Ad aggravare la situazione è la presenza del gruppo terroristico Forze Democratiche per la Liberazione del Rwanda (FDLR), responsabili del genocidio del 1994. Da mercenari le FDLR si sono trasformati in partner di Nkurunziza, assumendo progressivamente molto potere e influenza. Il regime, isolato e allo stremo finanziario, lascia libero campo ai miliziani Imbonerakure controllati dalle FDRL. I confini tra regime, Imbonerakure e FDLR sono fin troppo labili. La situazione attuale in Burundi impedisce di determinare con chiarezza chi realmente detiene il potere.
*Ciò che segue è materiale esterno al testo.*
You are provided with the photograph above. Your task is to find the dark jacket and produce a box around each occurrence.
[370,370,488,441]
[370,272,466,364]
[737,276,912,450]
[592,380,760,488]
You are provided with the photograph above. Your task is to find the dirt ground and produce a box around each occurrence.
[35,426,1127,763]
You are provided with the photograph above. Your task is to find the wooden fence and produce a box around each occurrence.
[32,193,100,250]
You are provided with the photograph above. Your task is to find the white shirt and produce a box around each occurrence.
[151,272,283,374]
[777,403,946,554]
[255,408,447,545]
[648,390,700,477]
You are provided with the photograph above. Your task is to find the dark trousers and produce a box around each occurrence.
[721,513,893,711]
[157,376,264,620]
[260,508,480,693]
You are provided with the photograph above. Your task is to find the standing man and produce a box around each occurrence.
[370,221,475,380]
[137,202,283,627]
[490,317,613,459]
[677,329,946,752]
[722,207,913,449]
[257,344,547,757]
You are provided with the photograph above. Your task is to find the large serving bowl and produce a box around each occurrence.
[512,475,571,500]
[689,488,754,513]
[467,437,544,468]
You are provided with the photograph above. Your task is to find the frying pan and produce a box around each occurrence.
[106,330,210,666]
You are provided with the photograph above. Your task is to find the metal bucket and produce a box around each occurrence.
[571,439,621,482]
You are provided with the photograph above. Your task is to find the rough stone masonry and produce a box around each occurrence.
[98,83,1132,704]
Questa scelta ha creato un pericoloso paradosso. Questi miliziani provenienti dagli strati hutu più poveri sono consapevoli del loro potere, ma non hanno migliorato le loro condizioni di vita. A cosa serve combattere i tutsi se non puoi impossessarti delle loro proprietà? Uccidere un tutsi senza guadagnarci non ha senso. Le pulizie etniche striscianti avvenute dal 2015 ad oggi sono sempre state associate alla razzia dei beni e proprietà delle vittime. È un incentivo per convincere i miliziani Imbonerakure a commettere omicidi su larga scala.

Da un mese varie donne tutsi nei villaggi sono state vittime di stupri etnici inflitti dalle Imbonerakure. Nessuna meraviglia in quanto questi miliziani lo avevano promesso a voce alta nelle prime sfilate del 2017. Lo stupro è stato utilizzato dai miliziani di Nkurunziza come arma etnica nella guerra civile. La donna tutsi stuprata metteva al mondo un hutu che ingrossava le file hutu a danno dei tutsi, secondo la primitiva mentalità di questi miliziani.

Il problema è che la recente ondata di stupri etnici evidenzia una orribile evoluzione dello stupro etnico. Alla vittima non viene riservato il destino di procreare un hutu. Viene uccisa dopo lo stupro. Trattasi di donne con il marito o fratelli precedentemente assassinati o fuggiti. Le proprietà di queste donne uccise vengono distribuite tra i miliziani autori dello stupro e dell’assassinio senza che le autorità si oppongano.

Le Imbonerakure contano circa 30.000 iscritti. Un numero sufficiente per innescare un genocidio dei tutsi. Considerando la possibilità di impossessarsi dei bene e proprietà delle vittime, vari contadini hutu potrebbero unirsi alle Imbonerakure aumentando la capacità genocidaria di questa milizia para militare.

L’unico segnale positivo è che le autorità non hanno ancora chiuso i confini. Lo scorso luglio in Uganda si è registrato un aumento di 861 rifugiati burundesi in più rispetto agli altri mesi. Per la maggioranza sono tutsi. Tutti confermano lo stato di terrore instaurato da Nkurunziza e tutti temono il genocidio.

Dopo la fallita invasione del Rwanda tentata in agosto, Burundi e Rwanda riprendono timidamente gli scambi commerciali, congelati dal 2017. Una distensione inaspettata, visto che il regime di Nkurunziza mantiene le sue ostilità contro Kigali. Una delle due colonne FDLR che avevano invaso il Rwanda lo scorso agosto era entrata dalla foresta di Kibira in Burundi.

La sospensione degli scambi commerciali ha danneggiato maggiormente il Rwanda. Si parla di una perdita secca di 4 milioni di dollari a trimestre. Il Ruwnda principalmente esporta in Burundi cemento, bibite, prodotti alimentari finiti, manufatti. Il Burundi ha perso 1 milioni di dollari a trimestre, ma è stato fortemente penalizzato dalla scarsità di carburante normalmente fornito dal Rwanda. Il Burundi esporta nel Paese gemello solo alimentari e rappresenta il 0,8% delle importazioni regionali del Rwanda.

La riapertura degli scambi commerciali sembra essere stato una scelta obbligata per l’economia rwandese, ma pare destinata a non provocare sostanziali cambiamenti nella politica estera dei rispettivi Paesi nemici

Il Rwanda per Nkurunziza rimane una Nazione ostile che supporta i ribelli burundesi e trama per abbattere un governo ‘democraticamente’, dice lui, eletto. Per Kigali il Burundi rimane un Paese HutuPower che ospita i terroristi ruandesi FDLR (responsabili del genecidio del 1994 in Rwanda). La riapertura degli scambi commerciali è una boccata di ossigeno per la moribonda economia burundese, e il Governo sta sfruttando la decisione per rappresentarla come un primo passo per la normalizzazione dei rapporti con il Rwanda.